The United States has signed with at least 31 other members of the United Nations a pro-life declaration decrying abortion and affirming the family unit and universal health coverage among other beliefs.
Brazil, Egypt, Hungary, Indonesia and Uganda joined the U.S. Thursday (Oct. 22) as co-signers of the Geneva Consensus Declaration, which is intended to signal to the U.N. the right of individual countries to support the sanctity of life without financial retribution or other coercion from other nations.
U.S. Secretary of State Mike Pompeo, who participated in the signing ceremony along with U.S. Health and Human Services Secretary Alex Azar, called the declaration “historic,” as the “first time that a multilateral coalition has been built around the issue of defending life.” He heralded the declaration’s cross-regional support from countries with a combined population of 1.6 billion people.
“With increasing frequency, some rich nations and U.N. agencies beholden to them are wrongly asserting abortion as a universal human right,” Azar said at the signing ceremony, which was held virtually. “These efforts pressure countries to institute progressive abortion laws or risk losing global funding or standing in international fora.”
Southern Baptist ethicist Elizabeth Graham said the declaration furthers a global effort supported by several nations to preserve life.
“The coalition certainly begins with a shared opposition to abortion, and this international pro-life effort helps create momentum for the pursuit of better healthcare standards for women and strengthening the family as foundational for society,” said Graham, vice president of operations and life initiatives for the Ethics & Religious Liberty Commission. “Every person across the globe, from the very beginning of life in the womb, is made worthy of immeasurable dignity in the image of God.”
While only 32 of the U.N.’s 193 member nations have signed the declaration to date, Azar said the statement “is a critical and useful tool to defend these principles across all United Nations bodies and at every multilateral setting using language previously agreed to by member-states of those bodies.”
“Tragically, women around the world unnecessarily suffer health challenges – all too often deadly health challenges – while too many wealthy nations and international institutions put a myopic focus on a radical agenda that is offensive to many cultures and derails agreement of women’s health priorities,” Azar said.
Among the six co-sponsoring nations, the U.S. and Hungary are the only countries where abortion is legal nationally with varying gestational period limits, according to the Center for Reproductive Rights, whose mission statement is fundamentally opposed to the declaration.

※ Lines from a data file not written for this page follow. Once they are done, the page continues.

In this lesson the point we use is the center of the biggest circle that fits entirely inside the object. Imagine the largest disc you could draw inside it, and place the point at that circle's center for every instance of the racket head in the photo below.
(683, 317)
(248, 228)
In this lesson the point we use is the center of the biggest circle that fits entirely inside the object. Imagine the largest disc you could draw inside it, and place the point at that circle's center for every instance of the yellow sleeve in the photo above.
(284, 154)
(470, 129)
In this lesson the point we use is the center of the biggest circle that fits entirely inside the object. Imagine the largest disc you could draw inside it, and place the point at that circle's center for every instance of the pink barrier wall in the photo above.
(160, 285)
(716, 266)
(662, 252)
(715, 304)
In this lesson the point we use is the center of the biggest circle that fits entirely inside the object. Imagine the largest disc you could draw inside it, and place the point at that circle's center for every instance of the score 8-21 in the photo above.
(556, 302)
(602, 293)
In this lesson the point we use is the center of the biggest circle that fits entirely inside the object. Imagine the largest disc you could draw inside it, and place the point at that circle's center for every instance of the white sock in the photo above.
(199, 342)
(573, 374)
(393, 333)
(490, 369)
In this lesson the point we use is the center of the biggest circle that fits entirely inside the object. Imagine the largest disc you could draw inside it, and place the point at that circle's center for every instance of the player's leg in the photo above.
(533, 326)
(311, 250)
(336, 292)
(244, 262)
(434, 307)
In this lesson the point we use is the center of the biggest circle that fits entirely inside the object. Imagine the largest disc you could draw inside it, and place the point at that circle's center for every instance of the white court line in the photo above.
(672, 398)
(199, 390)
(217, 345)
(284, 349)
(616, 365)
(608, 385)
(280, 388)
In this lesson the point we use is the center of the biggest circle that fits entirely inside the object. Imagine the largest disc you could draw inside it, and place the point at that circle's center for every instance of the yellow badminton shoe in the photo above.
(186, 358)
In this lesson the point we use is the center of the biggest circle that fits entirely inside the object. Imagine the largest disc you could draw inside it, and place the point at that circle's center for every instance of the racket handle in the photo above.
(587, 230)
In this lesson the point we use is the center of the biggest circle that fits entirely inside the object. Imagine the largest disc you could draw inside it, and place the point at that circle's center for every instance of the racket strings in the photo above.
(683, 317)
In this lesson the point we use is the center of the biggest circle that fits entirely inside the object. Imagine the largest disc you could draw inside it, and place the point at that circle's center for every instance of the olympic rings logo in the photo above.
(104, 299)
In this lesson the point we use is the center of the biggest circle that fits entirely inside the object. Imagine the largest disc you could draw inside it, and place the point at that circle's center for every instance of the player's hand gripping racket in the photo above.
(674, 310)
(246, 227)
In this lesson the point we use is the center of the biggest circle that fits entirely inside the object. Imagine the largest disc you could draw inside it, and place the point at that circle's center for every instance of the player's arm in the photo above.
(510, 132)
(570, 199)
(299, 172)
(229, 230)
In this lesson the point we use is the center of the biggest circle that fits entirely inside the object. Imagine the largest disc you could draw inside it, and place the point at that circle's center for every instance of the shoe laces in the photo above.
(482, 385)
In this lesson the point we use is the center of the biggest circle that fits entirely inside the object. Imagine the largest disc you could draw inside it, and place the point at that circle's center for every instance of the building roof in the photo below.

Abortion is illegal in Egypt, and is available to save the life of the mother in Brazil, Indonesia and Uganda.
“At its very core, the declaration protects women’s health, defends the unborn, and reiterates the vital importance of the family as the foundation of society,” Pompeo said. “The declaration restates that ‘there is no international right to an abortion.’ It goes even further, affirming that every country has its own sovereign right to determine its own laws with respect to abortion. We say clearly, quote, ‘There is no international obligation on the part of states to finance or facilitate abortion.’”
The document, titled the Geneva Consensus Declaration On Promoting Women’s Health and Strengthening the Family, builds on an initiative Pompeo said the U.S. advanced in 2019 among likeminded nations to advance human dignity in the global public square.
“The result of that was that we delivered 20 of them to prepare a joint statement to decry pro-abortion language in UN documents. Together, these nations said clearly there simply is no international right to abortion,” Pompeo said. “Today, we’re taking the next step, as we sign the Geneva Consensus Declaration.”
Among nearly 15 core statements, the declaration affirms the importance of universal health coverage in achieving the declaration’s health goals, referencing a political declaration drafted at the 2019 United Nations General Assembly’s meeting on universal health coverage.
Other nations signing the declaration include Belarus, Saudi Arabia and Poland, the Washington Post reported. Azar and Pompeo have invited other nations to sign the declaration.